Há mais de treze anos, mudei para o estado da Califórnia, nos EUA, e com isso tive e tenho a oportunidade de acompanhar de perto o ativismo da causa animal que luta para proibir a corrida de cachorros nos EUA e no mundo. Foi no estado da Califórnia, onde a primeira pista de cães de corrida foi construída em 1919. Atualmente, a indústria de corridas de cachorros é ilegal na Califórnia e também em mais de trinta e nove estados dos EUA. No entanto, há ainda nove estados, onde a corrida de galgos não é proibida e cinco deles, há instalações e pistas de corridas de cães. Em 2021, a corrida de cachorros será proibida no estado da Flórida e agora se apresenta em fase de descontinuidade. Observa-se um grande declínio dessa prática ao redor do mundo. Essa queda é resultante do trabalho conjunto de conscientização de diversas organizações com a população.

Conhecendo esse cenário de uma forma muito próxima, fiquei espantada com a notícia da promoção dessa prática no meu país de origem, Brasil. Recentemente, o prefeito da cidade de Bagé, cidade situada no Estado do Rio Grande do Sul, anunciou que vai investir aproximadamente R$ 250.000 em instalações para promover a corrida de cães.  

O intuito desse texto é expor as diversas crueldades com esses cães e com animais de outras espécies que também são vítimas dessa indústria. A conscientização da população é muito importante para o combate dessa prática que está em declínio em muitos países, como os EUA.  

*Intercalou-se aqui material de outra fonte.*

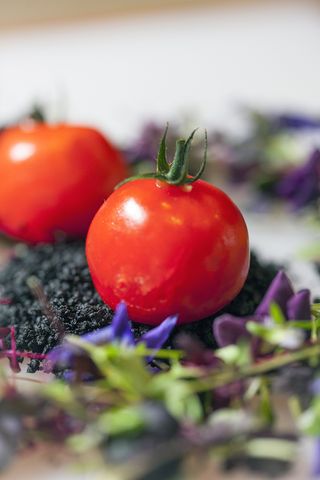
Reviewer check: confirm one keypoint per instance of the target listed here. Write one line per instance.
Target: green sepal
(163, 166)
(175, 173)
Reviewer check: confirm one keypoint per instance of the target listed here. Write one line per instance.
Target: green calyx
(176, 172)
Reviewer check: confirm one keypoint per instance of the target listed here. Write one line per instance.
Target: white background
(205, 62)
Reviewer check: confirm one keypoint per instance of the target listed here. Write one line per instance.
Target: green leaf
(277, 314)
(118, 421)
(272, 448)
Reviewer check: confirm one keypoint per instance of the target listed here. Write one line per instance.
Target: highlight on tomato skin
(168, 247)
(53, 180)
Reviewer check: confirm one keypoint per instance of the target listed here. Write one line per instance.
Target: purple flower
(301, 186)
(228, 329)
(120, 331)
(316, 458)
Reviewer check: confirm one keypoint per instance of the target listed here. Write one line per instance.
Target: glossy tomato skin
(167, 249)
(53, 179)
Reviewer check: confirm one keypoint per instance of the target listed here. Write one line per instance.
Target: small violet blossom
(301, 186)
(228, 329)
(119, 331)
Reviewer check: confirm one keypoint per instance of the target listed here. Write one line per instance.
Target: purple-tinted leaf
(99, 337)
(228, 329)
(155, 338)
(315, 386)
(279, 292)
(195, 351)
(298, 306)
(301, 186)
(60, 355)
(121, 326)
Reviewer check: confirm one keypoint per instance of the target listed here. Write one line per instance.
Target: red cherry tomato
(167, 249)
(53, 179)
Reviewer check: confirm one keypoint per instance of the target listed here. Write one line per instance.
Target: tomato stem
(176, 172)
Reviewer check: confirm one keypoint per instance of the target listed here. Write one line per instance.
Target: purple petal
(315, 386)
(298, 306)
(121, 325)
(316, 458)
(156, 337)
(280, 291)
(301, 186)
(228, 329)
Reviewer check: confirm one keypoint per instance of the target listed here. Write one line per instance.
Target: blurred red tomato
(53, 179)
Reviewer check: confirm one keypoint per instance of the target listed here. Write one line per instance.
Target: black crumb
(259, 278)
(64, 276)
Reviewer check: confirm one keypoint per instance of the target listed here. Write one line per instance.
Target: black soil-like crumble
(74, 305)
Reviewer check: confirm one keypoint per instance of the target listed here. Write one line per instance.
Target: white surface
(119, 72)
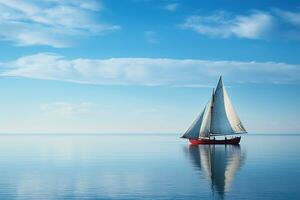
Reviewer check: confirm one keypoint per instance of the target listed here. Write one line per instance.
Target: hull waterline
(232, 141)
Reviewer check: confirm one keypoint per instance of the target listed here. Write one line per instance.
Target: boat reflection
(219, 162)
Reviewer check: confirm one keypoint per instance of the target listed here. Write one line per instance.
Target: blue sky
(146, 65)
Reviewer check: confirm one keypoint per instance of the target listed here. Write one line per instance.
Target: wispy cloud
(254, 25)
(51, 22)
(65, 109)
(172, 7)
(151, 37)
(148, 71)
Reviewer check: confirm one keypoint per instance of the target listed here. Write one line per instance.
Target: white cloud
(148, 71)
(51, 22)
(65, 109)
(222, 24)
(256, 25)
(151, 37)
(172, 7)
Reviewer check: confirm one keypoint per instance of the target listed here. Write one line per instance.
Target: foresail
(194, 130)
(224, 118)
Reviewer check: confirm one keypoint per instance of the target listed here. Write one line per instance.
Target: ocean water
(147, 166)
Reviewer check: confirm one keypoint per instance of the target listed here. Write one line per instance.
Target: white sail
(201, 126)
(224, 120)
(206, 121)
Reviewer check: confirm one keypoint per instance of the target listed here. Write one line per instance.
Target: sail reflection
(219, 162)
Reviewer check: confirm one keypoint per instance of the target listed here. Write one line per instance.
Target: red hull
(234, 141)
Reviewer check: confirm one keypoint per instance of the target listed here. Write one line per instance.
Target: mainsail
(218, 117)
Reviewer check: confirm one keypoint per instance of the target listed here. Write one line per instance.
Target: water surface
(147, 167)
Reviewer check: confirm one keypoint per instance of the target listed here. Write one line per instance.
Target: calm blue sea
(147, 166)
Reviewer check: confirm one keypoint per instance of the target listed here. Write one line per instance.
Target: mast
(211, 111)
(225, 120)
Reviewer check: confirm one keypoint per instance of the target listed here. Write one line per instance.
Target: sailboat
(218, 118)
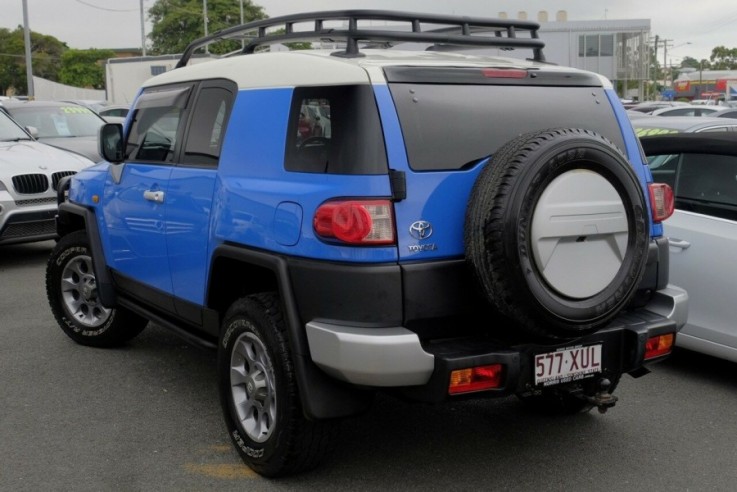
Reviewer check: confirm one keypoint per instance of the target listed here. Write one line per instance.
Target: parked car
(658, 125)
(701, 169)
(421, 248)
(686, 110)
(725, 112)
(116, 110)
(66, 125)
(650, 106)
(30, 172)
(94, 104)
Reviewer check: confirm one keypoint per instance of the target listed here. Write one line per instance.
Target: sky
(691, 27)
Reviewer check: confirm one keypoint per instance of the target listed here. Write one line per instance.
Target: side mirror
(110, 142)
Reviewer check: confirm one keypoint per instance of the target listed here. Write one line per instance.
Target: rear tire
(71, 289)
(259, 395)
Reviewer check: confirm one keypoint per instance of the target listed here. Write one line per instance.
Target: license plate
(567, 365)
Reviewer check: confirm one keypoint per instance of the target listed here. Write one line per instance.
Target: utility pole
(143, 33)
(204, 15)
(665, 60)
(27, 41)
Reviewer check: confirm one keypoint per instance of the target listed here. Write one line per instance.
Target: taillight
(368, 222)
(659, 345)
(476, 379)
(662, 201)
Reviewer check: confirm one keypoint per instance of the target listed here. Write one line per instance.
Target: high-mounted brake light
(360, 222)
(504, 73)
(659, 345)
(476, 379)
(662, 201)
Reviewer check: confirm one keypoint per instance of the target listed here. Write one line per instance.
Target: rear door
(135, 200)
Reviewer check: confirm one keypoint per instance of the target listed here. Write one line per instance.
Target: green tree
(84, 68)
(176, 23)
(723, 58)
(46, 52)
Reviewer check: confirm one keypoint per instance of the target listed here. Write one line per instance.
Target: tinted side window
(708, 184)
(207, 129)
(335, 130)
(156, 124)
(478, 119)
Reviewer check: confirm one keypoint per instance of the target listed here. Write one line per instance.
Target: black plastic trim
(105, 288)
(322, 397)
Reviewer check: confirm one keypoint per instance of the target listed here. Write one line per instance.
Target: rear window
(449, 126)
(335, 130)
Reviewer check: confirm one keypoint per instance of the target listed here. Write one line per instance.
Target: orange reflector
(659, 345)
(476, 379)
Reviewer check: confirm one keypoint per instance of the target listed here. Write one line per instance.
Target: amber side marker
(659, 345)
(476, 379)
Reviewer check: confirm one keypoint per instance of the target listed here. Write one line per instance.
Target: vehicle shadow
(25, 253)
(702, 366)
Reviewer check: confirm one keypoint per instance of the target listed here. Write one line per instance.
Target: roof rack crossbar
(456, 30)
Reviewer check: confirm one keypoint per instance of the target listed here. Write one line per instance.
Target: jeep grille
(29, 184)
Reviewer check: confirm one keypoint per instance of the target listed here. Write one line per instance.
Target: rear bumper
(395, 357)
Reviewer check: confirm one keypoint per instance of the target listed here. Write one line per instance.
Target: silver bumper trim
(369, 356)
(671, 303)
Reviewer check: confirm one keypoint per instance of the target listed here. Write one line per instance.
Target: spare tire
(557, 233)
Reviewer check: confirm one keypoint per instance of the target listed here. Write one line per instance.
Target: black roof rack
(453, 31)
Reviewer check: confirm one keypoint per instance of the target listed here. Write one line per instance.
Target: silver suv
(29, 174)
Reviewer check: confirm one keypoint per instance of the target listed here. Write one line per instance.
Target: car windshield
(59, 121)
(9, 130)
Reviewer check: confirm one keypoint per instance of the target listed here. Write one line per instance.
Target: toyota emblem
(420, 229)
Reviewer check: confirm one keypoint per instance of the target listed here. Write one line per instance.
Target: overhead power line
(105, 8)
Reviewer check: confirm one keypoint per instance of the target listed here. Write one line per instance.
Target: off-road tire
(259, 395)
(71, 289)
(507, 248)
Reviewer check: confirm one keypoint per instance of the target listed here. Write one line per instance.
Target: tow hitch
(602, 399)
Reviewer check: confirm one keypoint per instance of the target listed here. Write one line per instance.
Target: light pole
(204, 15)
(27, 41)
(143, 33)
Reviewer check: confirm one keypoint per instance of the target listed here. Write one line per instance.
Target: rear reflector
(659, 345)
(476, 379)
(661, 201)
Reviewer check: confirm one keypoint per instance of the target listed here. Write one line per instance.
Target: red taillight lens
(659, 345)
(476, 379)
(661, 201)
(356, 221)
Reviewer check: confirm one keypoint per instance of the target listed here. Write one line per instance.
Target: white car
(702, 170)
(29, 174)
(687, 110)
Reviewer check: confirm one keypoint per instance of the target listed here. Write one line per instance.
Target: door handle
(154, 196)
(678, 243)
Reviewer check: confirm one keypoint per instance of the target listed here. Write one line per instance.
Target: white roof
(319, 67)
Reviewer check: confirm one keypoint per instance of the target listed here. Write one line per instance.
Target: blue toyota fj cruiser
(435, 221)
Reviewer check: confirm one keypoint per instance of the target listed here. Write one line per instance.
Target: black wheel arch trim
(105, 288)
(321, 396)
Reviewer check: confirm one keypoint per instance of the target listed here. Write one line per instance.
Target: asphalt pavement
(146, 417)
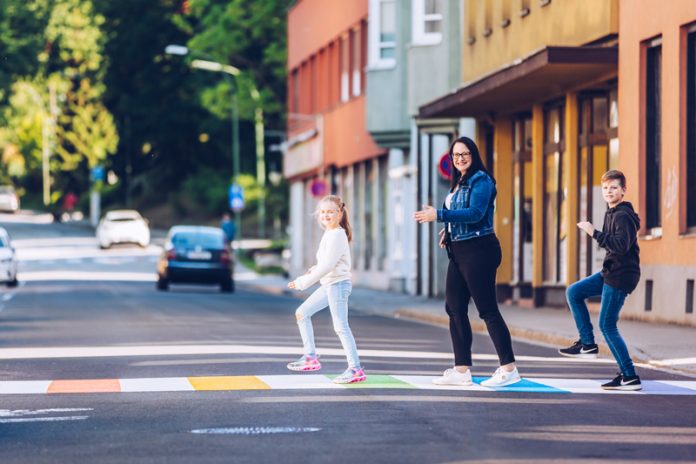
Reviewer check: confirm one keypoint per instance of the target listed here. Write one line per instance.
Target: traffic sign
(236, 197)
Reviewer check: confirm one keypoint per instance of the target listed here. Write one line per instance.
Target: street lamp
(228, 72)
(47, 122)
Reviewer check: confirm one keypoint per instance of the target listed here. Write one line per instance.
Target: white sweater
(333, 261)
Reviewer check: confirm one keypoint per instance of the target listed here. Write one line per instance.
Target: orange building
(329, 149)
(657, 130)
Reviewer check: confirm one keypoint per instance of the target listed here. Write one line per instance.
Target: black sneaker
(578, 350)
(624, 383)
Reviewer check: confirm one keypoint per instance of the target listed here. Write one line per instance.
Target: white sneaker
(454, 377)
(502, 378)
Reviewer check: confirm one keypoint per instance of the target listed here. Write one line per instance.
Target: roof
(541, 76)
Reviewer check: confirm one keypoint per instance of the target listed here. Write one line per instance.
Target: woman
(475, 255)
(332, 271)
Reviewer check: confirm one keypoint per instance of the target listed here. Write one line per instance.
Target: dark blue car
(196, 254)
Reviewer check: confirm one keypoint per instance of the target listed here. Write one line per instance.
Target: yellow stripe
(241, 382)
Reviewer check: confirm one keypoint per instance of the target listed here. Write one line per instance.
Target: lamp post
(229, 72)
(47, 122)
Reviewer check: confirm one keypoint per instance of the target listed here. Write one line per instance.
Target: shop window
(555, 233)
(653, 133)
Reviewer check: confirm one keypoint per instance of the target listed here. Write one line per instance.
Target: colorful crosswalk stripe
(323, 382)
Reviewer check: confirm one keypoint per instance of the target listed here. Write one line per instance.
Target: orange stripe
(85, 386)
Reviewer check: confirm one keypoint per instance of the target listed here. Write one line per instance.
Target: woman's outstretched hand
(427, 214)
(442, 237)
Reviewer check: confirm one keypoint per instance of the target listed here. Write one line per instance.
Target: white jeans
(335, 296)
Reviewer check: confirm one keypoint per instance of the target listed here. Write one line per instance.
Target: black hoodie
(619, 236)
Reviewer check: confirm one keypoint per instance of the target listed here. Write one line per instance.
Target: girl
(333, 272)
(475, 255)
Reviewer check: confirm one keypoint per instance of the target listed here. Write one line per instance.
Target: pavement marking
(255, 430)
(8, 416)
(42, 419)
(322, 382)
(178, 350)
(85, 386)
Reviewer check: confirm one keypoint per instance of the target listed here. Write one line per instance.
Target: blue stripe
(525, 385)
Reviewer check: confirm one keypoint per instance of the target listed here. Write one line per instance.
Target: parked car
(196, 254)
(9, 202)
(8, 260)
(123, 226)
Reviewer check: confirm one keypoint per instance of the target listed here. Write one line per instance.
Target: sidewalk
(668, 347)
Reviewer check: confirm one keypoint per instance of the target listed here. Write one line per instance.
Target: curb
(536, 336)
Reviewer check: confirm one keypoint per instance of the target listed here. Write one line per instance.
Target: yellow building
(541, 76)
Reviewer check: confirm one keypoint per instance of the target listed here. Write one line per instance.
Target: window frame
(419, 37)
(652, 135)
(375, 45)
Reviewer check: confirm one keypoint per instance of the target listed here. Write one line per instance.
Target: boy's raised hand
(587, 227)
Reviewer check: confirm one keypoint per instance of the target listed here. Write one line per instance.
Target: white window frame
(419, 36)
(373, 41)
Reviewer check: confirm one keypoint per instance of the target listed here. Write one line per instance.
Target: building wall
(328, 143)
(668, 259)
(497, 32)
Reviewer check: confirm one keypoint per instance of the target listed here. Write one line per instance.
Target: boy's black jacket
(619, 236)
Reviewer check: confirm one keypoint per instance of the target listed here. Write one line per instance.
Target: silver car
(9, 202)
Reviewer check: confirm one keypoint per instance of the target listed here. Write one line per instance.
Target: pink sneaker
(351, 375)
(305, 363)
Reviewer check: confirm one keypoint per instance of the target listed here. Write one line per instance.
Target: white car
(8, 260)
(123, 226)
(9, 201)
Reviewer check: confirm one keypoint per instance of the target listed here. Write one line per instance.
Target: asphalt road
(83, 313)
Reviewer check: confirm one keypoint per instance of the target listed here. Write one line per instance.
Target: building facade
(328, 148)
(540, 77)
(543, 79)
(657, 129)
(413, 57)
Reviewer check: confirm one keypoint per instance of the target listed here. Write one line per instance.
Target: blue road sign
(236, 197)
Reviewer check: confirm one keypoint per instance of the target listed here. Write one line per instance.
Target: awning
(542, 76)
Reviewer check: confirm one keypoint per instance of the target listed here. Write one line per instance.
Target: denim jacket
(471, 209)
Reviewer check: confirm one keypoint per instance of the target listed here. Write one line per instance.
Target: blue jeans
(335, 296)
(612, 301)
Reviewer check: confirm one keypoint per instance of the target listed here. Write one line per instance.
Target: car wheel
(162, 284)
(227, 286)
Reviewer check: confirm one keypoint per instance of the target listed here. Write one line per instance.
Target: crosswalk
(322, 382)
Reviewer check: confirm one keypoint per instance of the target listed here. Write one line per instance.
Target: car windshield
(121, 217)
(191, 239)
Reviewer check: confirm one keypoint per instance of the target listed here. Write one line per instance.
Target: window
(345, 68)
(691, 131)
(653, 129)
(382, 33)
(554, 198)
(427, 21)
(357, 61)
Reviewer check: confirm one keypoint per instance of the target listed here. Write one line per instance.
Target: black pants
(471, 273)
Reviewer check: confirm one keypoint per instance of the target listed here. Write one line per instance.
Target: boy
(619, 277)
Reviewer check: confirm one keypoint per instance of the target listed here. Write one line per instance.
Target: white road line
(36, 412)
(254, 430)
(177, 350)
(42, 419)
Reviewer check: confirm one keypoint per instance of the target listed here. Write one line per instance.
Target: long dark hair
(476, 163)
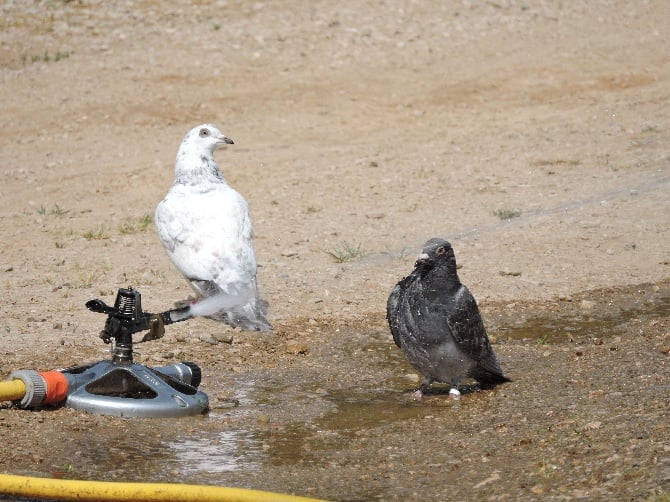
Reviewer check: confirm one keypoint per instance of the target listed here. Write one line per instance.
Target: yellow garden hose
(61, 489)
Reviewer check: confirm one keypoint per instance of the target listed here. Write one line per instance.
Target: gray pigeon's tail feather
(486, 377)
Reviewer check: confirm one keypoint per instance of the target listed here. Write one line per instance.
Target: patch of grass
(85, 280)
(507, 214)
(46, 57)
(345, 252)
(135, 225)
(55, 211)
(94, 235)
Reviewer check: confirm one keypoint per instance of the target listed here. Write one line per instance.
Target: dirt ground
(361, 129)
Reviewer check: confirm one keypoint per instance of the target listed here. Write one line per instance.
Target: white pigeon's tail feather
(242, 310)
(219, 302)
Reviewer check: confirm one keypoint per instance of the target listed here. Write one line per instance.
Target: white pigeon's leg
(454, 392)
(418, 393)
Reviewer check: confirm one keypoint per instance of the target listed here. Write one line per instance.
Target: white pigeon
(205, 228)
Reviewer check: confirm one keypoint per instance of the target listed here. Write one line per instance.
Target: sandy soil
(364, 126)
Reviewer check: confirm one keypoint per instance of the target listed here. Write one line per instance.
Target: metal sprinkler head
(123, 388)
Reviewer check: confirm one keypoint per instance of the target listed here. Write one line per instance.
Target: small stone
(295, 347)
(587, 305)
(223, 337)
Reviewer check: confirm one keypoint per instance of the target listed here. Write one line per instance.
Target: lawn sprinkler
(120, 386)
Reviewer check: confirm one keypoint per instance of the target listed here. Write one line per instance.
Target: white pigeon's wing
(208, 235)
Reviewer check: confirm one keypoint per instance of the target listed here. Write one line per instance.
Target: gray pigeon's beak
(421, 259)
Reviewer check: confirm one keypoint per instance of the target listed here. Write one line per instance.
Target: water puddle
(224, 452)
(355, 393)
(601, 317)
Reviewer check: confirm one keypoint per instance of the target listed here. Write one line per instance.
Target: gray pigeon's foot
(418, 393)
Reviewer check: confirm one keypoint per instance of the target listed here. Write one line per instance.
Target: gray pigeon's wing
(458, 314)
(399, 310)
(467, 328)
(392, 313)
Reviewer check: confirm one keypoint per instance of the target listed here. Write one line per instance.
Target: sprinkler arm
(120, 325)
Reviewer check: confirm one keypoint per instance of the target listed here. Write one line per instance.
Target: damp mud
(584, 417)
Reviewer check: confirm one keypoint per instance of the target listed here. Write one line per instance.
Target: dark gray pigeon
(434, 319)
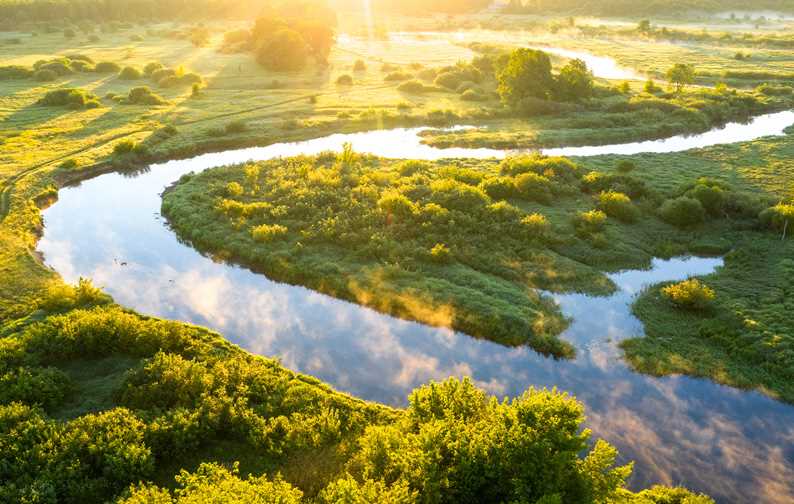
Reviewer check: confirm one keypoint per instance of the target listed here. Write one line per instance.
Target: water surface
(735, 445)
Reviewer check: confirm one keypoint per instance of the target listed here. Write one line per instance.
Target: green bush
(107, 67)
(689, 294)
(779, 217)
(618, 205)
(499, 188)
(152, 67)
(626, 166)
(683, 212)
(269, 232)
(473, 95)
(130, 73)
(45, 76)
(412, 86)
(589, 223)
(142, 95)
(534, 187)
(69, 97)
(15, 72)
(457, 445)
(441, 254)
(397, 76)
(536, 225)
(124, 147)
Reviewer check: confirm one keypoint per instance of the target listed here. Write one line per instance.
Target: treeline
(632, 7)
(151, 10)
(186, 389)
(417, 6)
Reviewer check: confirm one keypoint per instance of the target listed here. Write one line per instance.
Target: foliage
(143, 95)
(681, 75)
(618, 205)
(691, 294)
(527, 74)
(69, 97)
(285, 50)
(779, 217)
(214, 483)
(683, 211)
(455, 444)
(130, 73)
(574, 82)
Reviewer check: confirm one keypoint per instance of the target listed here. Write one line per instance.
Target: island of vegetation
(99, 403)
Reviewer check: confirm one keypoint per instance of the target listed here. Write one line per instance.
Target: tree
(320, 38)
(681, 75)
(527, 74)
(575, 81)
(286, 50)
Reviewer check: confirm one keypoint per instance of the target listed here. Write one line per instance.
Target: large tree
(575, 82)
(527, 74)
(681, 75)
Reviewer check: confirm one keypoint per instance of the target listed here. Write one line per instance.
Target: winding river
(735, 445)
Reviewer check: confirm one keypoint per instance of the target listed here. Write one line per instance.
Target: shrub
(591, 222)
(268, 232)
(682, 212)
(411, 86)
(499, 188)
(533, 187)
(69, 97)
(397, 76)
(617, 205)
(234, 127)
(449, 80)
(626, 166)
(397, 205)
(536, 225)
(45, 76)
(779, 217)
(142, 95)
(455, 444)
(130, 73)
(473, 95)
(123, 147)
(152, 67)
(107, 67)
(440, 254)
(689, 294)
(234, 189)
(15, 72)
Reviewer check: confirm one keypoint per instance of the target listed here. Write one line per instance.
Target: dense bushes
(130, 73)
(618, 205)
(144, 96)
(107, 67)
(690, 294)
(779, 217)
(359, 212)
(683, 211)
(69, 97)
(15, 72)
(457, 445)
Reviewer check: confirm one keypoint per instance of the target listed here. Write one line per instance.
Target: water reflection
(732, 444)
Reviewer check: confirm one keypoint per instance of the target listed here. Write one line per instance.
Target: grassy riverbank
(96, 398)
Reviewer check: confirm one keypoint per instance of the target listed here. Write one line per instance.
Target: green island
(99, 403)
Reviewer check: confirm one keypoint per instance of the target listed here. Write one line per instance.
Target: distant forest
(649, 7)
(166, 10)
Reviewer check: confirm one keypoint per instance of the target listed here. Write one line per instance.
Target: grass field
(206, 398)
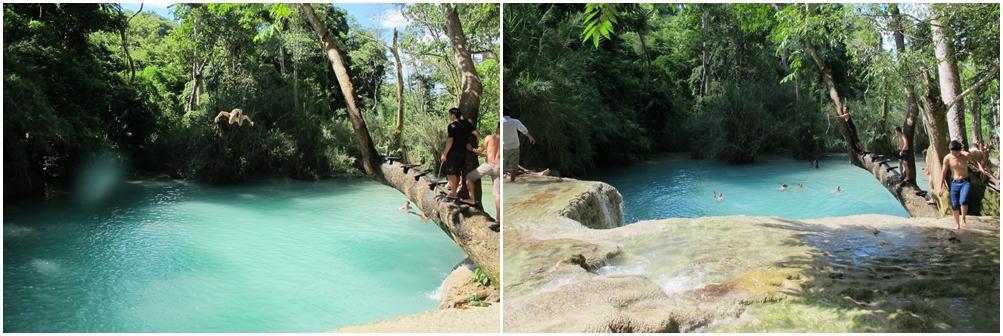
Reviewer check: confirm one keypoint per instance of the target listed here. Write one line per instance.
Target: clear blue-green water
(682, 188)
(173, 256)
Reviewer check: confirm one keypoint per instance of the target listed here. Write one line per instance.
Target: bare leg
(452, 183)
(242, 118)
(470, 197)
(957, 223)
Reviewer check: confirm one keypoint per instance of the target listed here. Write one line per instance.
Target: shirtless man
(957, 163)
(237, 115)
(490, 166)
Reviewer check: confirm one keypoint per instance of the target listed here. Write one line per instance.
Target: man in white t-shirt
(511, 127)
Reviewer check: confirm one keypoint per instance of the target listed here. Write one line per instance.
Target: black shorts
(469, 162)
(905, 155)
(454, 163)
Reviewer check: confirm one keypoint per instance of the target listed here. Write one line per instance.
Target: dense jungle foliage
(608, 84)
(86, 79)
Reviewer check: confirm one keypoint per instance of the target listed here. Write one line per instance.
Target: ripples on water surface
(170, 256)
(683, 188)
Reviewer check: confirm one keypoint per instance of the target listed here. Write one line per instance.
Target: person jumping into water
(237, 115)
(855, 140)
(956, 162)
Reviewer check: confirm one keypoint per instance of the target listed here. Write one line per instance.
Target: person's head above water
(955, 145)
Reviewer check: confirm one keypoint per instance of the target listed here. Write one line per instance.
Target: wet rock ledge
(570, 269)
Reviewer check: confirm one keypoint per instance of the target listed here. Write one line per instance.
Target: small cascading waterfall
(605, 207)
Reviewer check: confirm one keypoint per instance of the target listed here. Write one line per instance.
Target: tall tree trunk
(976, 109)
(912, 108)
(705, 54)
(296, 87)
(878, 165)
(370, 158)
(884, 112)
(950, 81)
(399, 127)
(935, 120)
(833, 95)
(124, 37)
(470, 88)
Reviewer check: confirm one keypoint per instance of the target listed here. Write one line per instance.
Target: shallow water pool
(682, 188)
(173, 256)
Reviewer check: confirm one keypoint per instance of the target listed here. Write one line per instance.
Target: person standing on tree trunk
(490, 166)
(511, 127)
(455, 151)
(905, 153)
(470, 160)
(957, 163)
(855, 141)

Habilidades dos cães da raça galgo incorporadas nas pistas de corrida

No Novo Mundo, os galgos foram muito utilizados pelos fazendeiros para eliminar lebres e coelhos de suas propriedades. Esses cães têm um conjunto de características que os tornam muito perspicazes em detectar movimento e seu corpo aerodinâmico os torna muito ágeis e rápidos para capturar pequenos animais. Essas habilidades fizeram com que eles fossem incorporados em competições de corrida, onde iscas vivas eram usadas (ainda são usadas, veja essa discussão mais abaixo no texto), e assim perseguidas e mortas de uma forma dolorosa e cruel pelos cães. Alguns estudiosos classificam essa prática como um “esporte de sangue”,  já que sua essência reflete violência, uma vez que envolve perseguições de animais.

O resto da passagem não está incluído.